Producer countries don’t have any obligation to guarantee the quality of the drugs they send abroad: the rule is buyer beware. But many importing countries don’t have the means to check what they buy—only five countries in all of sub-Saharan Africa have a laboratory that meets WHO standards for drug quality testing. One proposal, borrowed from the airline industry, is to make the countries responsible for the safety of the medicines they produce, no matter where they will be sold. Airlines that come from countries with poor safety standards are subject to blanket bans in other countries, regardless of the standards at an individual airline. This solution is fairly simple, but politicians haven’t had the courage to push for it.

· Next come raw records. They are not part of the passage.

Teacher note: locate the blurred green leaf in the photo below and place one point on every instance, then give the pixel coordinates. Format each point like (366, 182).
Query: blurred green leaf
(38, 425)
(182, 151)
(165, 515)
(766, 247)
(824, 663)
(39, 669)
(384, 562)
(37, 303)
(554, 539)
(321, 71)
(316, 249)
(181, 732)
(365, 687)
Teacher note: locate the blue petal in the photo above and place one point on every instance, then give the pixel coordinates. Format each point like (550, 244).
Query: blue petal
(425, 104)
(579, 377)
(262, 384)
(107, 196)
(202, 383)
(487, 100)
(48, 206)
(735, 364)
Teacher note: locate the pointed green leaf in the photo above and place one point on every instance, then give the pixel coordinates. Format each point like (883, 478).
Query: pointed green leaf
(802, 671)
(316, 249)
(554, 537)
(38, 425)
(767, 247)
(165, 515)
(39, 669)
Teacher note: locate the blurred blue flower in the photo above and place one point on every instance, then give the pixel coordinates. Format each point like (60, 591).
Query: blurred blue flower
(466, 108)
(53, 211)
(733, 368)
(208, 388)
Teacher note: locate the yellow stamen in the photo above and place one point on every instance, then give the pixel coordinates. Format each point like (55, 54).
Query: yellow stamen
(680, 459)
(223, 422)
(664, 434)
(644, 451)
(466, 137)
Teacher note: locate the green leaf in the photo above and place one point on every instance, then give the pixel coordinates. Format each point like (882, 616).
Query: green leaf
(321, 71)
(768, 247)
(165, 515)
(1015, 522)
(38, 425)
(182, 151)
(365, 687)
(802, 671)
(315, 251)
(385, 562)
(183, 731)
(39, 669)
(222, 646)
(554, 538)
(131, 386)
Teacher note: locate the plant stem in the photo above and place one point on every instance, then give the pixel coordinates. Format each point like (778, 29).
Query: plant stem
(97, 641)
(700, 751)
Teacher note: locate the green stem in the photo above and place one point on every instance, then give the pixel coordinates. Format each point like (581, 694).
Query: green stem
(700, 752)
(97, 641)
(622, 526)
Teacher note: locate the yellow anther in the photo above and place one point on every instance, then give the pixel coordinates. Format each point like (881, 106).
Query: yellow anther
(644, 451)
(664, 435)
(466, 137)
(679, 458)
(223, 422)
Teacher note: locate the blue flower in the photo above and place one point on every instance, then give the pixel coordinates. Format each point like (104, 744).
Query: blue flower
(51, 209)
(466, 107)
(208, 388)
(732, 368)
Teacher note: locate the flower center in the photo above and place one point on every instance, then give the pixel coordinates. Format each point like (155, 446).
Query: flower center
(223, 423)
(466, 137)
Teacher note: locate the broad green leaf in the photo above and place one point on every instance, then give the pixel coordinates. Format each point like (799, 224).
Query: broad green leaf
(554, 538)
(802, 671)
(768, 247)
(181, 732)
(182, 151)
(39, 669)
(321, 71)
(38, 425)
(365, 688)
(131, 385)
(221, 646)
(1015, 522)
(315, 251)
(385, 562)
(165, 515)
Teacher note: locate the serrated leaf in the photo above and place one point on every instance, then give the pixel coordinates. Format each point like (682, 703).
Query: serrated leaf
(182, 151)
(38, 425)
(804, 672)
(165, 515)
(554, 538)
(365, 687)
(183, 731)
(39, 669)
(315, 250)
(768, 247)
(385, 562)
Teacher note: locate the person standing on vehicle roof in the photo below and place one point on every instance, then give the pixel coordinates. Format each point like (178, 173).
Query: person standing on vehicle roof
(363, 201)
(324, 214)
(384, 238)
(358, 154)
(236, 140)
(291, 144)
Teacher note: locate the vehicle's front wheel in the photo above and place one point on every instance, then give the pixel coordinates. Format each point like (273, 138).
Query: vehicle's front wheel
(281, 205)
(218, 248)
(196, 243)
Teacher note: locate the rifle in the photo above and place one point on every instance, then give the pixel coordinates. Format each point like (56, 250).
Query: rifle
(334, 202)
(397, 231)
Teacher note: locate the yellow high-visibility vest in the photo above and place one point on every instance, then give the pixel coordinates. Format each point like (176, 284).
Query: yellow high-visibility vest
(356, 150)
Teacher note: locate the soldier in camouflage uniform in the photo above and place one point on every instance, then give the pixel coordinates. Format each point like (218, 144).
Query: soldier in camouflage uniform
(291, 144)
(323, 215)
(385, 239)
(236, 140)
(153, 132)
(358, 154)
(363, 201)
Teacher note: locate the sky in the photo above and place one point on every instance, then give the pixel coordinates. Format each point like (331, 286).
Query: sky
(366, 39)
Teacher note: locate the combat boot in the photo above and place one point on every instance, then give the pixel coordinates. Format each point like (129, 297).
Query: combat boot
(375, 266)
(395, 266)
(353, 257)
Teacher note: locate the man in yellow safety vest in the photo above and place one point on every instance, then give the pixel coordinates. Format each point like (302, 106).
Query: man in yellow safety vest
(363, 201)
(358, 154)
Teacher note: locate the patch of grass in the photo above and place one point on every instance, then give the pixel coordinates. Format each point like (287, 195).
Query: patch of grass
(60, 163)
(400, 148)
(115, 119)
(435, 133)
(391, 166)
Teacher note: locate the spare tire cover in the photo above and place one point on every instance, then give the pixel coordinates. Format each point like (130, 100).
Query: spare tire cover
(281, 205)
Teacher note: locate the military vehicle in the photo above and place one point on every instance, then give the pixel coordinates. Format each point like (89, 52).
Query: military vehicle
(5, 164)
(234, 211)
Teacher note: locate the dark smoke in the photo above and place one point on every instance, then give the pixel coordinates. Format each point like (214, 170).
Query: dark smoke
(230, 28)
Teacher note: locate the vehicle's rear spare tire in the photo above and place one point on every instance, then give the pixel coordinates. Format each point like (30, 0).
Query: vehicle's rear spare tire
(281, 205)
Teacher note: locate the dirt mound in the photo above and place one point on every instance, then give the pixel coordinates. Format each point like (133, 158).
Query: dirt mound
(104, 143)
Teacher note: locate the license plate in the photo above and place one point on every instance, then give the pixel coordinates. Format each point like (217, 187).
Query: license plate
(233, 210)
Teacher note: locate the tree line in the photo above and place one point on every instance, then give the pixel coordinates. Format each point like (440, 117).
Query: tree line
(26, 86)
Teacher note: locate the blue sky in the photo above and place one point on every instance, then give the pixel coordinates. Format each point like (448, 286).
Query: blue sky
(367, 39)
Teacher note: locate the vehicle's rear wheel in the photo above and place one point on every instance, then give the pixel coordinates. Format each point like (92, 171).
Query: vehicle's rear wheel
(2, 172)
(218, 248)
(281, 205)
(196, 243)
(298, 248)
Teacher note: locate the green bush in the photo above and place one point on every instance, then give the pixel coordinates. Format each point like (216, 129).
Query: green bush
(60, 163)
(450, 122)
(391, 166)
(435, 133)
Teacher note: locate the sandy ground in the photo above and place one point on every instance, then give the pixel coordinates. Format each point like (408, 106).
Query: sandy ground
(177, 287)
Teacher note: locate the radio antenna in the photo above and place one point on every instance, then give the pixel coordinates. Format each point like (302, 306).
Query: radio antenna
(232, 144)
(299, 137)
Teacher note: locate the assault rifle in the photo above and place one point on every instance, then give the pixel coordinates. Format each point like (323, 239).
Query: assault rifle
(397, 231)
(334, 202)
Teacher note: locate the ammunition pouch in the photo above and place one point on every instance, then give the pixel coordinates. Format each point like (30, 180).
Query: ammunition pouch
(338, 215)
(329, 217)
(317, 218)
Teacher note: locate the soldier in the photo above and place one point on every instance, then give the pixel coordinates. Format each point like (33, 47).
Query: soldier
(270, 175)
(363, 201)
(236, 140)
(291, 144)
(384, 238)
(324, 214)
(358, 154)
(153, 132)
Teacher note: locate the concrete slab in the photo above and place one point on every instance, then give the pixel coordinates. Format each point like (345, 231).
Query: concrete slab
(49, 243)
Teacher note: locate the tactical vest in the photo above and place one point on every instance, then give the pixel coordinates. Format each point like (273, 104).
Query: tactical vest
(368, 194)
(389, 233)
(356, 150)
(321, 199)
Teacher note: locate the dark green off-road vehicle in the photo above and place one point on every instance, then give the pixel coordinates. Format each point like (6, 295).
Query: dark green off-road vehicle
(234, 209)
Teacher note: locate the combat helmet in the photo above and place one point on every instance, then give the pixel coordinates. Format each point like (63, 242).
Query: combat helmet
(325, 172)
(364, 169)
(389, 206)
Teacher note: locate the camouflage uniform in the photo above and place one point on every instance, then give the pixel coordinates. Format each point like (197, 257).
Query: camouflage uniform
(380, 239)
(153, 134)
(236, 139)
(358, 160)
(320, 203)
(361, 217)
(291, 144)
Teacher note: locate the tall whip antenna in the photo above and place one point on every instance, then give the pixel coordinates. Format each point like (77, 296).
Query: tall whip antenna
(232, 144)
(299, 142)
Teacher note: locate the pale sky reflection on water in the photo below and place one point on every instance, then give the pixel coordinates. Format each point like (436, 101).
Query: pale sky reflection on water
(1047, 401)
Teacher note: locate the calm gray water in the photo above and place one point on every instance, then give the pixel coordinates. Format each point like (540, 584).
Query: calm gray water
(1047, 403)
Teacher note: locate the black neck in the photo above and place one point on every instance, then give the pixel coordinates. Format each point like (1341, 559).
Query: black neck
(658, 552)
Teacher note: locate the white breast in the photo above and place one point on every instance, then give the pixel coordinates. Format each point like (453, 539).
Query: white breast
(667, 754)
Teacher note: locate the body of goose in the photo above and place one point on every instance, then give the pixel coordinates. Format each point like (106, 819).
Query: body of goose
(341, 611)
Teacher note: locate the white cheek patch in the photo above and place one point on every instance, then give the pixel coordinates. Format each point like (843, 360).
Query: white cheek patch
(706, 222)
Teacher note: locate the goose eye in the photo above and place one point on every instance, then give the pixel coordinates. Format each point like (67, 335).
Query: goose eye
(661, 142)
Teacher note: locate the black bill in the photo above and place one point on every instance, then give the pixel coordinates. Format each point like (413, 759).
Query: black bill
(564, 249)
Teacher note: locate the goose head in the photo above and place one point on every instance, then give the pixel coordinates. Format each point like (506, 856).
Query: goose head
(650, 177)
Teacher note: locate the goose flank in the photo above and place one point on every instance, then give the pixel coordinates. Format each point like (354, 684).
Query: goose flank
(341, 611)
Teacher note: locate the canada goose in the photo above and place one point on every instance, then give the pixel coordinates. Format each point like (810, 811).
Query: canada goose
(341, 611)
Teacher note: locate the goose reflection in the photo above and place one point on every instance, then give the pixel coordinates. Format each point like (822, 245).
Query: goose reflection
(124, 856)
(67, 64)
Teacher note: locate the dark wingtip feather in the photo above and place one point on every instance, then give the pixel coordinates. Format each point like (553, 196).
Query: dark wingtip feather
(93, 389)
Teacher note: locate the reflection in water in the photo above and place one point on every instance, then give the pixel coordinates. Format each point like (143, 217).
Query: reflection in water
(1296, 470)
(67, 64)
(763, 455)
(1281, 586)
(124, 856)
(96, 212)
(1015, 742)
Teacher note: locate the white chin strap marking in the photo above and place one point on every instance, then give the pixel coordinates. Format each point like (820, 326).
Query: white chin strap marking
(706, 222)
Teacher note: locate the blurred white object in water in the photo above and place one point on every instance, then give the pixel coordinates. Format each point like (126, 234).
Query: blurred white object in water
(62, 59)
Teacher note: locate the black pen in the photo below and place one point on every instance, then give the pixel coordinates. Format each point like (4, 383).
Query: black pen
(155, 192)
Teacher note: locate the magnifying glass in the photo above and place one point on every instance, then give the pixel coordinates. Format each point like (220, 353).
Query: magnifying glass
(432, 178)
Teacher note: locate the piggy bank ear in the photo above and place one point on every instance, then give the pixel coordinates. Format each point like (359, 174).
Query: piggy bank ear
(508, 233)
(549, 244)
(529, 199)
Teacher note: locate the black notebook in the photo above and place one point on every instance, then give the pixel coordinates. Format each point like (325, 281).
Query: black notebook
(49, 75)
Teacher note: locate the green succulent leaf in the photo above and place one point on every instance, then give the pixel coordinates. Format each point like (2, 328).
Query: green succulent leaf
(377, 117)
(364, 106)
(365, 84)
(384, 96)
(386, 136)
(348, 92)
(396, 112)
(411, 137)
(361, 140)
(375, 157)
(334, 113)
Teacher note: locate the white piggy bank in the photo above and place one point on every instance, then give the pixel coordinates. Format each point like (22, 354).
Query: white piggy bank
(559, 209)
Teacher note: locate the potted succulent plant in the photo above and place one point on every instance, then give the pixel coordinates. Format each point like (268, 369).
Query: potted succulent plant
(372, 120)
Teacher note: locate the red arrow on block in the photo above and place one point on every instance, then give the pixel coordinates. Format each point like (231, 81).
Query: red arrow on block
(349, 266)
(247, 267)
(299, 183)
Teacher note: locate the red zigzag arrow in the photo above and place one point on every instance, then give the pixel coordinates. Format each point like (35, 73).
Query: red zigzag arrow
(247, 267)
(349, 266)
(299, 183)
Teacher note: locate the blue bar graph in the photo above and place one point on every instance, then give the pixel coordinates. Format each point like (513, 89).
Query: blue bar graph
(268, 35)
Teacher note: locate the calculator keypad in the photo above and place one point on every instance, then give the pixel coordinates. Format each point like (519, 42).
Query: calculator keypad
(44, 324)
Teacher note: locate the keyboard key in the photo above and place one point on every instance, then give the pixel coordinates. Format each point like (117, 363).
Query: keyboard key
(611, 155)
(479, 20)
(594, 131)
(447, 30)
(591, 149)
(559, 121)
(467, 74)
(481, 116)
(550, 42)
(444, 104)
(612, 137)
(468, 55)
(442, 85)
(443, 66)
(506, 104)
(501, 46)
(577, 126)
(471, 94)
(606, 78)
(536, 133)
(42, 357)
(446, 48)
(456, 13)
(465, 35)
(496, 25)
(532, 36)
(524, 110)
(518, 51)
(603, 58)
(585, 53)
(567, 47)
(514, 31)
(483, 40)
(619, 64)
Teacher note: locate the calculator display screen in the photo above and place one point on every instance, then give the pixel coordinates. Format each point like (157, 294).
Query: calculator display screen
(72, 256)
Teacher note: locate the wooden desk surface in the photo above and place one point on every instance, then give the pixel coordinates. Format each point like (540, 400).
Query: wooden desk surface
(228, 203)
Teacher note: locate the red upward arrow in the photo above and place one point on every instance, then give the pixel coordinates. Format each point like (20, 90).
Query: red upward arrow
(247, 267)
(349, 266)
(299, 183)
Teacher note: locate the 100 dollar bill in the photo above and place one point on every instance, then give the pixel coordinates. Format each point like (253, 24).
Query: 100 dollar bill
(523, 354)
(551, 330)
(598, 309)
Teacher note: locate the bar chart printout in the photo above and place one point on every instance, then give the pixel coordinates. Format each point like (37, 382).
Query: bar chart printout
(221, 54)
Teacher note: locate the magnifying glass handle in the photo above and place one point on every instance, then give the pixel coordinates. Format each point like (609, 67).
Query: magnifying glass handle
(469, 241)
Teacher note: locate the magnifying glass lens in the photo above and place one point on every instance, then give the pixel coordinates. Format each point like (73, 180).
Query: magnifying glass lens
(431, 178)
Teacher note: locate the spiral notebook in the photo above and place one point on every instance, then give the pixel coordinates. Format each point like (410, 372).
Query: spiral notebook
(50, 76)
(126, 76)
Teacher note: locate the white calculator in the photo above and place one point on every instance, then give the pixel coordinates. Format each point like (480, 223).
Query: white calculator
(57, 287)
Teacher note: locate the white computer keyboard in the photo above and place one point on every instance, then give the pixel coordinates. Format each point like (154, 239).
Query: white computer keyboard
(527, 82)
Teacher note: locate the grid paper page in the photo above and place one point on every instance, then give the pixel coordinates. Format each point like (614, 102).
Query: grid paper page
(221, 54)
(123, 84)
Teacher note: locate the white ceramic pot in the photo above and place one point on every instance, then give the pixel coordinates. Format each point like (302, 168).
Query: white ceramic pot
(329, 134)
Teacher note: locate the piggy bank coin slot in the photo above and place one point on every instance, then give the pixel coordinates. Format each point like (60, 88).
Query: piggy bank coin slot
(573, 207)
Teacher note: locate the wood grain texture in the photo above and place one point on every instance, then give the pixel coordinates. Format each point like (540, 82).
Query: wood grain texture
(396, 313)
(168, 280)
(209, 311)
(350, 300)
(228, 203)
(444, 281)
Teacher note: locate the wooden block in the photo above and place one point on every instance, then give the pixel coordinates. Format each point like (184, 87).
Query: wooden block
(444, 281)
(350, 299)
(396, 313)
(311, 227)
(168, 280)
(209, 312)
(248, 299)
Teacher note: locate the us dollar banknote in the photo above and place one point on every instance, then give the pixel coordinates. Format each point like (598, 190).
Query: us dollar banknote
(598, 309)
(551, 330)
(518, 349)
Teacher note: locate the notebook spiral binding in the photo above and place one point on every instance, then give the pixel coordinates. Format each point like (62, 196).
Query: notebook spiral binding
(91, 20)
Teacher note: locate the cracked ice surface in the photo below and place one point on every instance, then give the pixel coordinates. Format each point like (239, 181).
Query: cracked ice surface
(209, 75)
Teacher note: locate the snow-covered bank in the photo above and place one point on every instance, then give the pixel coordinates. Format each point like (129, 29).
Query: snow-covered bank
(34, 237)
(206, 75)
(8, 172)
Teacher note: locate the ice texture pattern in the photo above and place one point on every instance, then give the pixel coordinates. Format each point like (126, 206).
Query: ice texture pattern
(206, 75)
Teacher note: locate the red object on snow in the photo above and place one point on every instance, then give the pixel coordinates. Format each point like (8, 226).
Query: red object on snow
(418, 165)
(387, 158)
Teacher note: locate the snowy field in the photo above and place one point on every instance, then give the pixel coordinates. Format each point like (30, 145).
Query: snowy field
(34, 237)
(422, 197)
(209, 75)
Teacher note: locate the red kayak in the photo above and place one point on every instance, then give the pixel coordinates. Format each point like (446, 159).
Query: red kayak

Ranbaxy-style scandals notwithstanding, rich countries are good at assuring the quality of the drugs they import. That has made them complacent about the fact that people in other countries are taking medicines that don’t work. It doesn’t help that the studies by Newton and his colleagues that first turned the spotlight on bad drugs were about antimalarials; malaria doesn’t kill voters in rich countries and politicians paid little attention.
Many of the pathogens now building up resistance because of poor quality drugs in Ho Chi Minh City, Lagos and Chennai will spread worldwide. When they arrive in Europe, they will be treated with good-quality medicines that will no longer work. Everyone, everywhere, should be able to trust the medicines they take. But for rich countries, improving the quality of the medicines consumed in the developing world is also a matter of self-preservation. If we don’t do more to support higher production standards in India and elsewhere, bad bugs will continue to spread the world over.